Here are 10 ways to reduce your freight costs and have more freedom to better your service.

 

  1. Maintain Relations with Carriers

Businesses that run on trust run longer. Carriers are looking to fill in their containers and freight forwarders can provide the same and benefit mutually. Better relations make it easier to negotiate lower rates with carriers.

 

  1. Look for Off-Peak Times

Freight and container rates are skyrocketing. Attempts to bring down the rates may be futile on days of demand. But you may just be able to negotiate lower rates on non-peak days. Software reports tracking rates act as a guide to be a better demanding position with carriers.

 

  1. Evaluating Your Mode of Transport

Autonomous and electric vehicles are changing the landscape of transportation in the wake of sustainability. Evaluate your options to check for cost savings.

 

  1. Expand Your Network to Consolidate Better

Forwarding is a complex industry that attempts to maximize the use of resources. With a wide network, you have more scope to consolidate and file complete occupancy of containers.

 

  1. Multi-modal Transport

Using just a single mode of transportation could be easier to book, but it may not be too pretty for the profit. Consider a combination of rail, road with sea to unlock larger benefits.

 

  1. Explore Carriers

Establishing long-term relationships with carriers is a must.
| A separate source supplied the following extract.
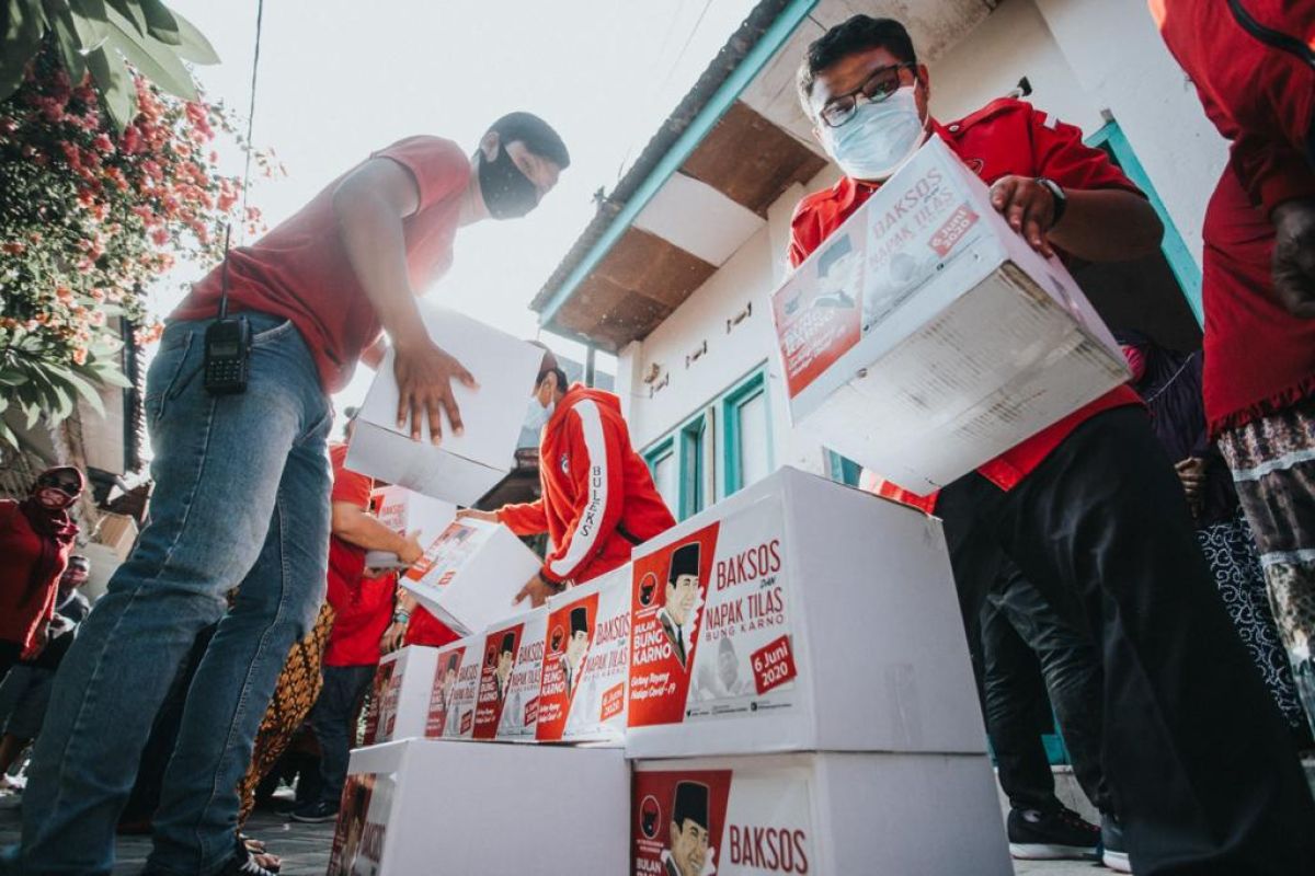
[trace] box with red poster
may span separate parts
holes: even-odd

But getting multiple carriers onboard lets you offer flexibility to your shippers.

 

  1. Improve Visibility of Costs

Many companies don’t realize how much loss they have incurred until it affects their financials. Tracking the payables and receivables of all transactions in real-time with freight management solution prevents revenue leakages.

 

  1. Reduce Fines and Overshooting Free Time

Demurrage and detention, if not monitored, can add to unnecessary expenses for you and your customers. Save the troubles and penalties to always deliver per planned schedule.

 

  1. Zero Errors in Compliance and Processing

Accidental or duplicate payments can account for up to 1.5% of the shipper’s expense. Switch to freight software for error-free billing and invoicing.

 

  1. Stay Organized

Being in control reduces the probability of error-prone operations. Get real-time visibility of unattended sales quotations, pending documentation, invoices, and operations by implementing freight software.

 

Be Ready for New Challenges

A robust software streamlines your processes so you can manage your operations and keep costs under control. With data insights, you can adjust transportation schedules and gain the power of negotiation with carriers. Keep in mind the pandemic-induced challenges that may occur in the future and work with cloud-based ERP to continue operations from anywhere.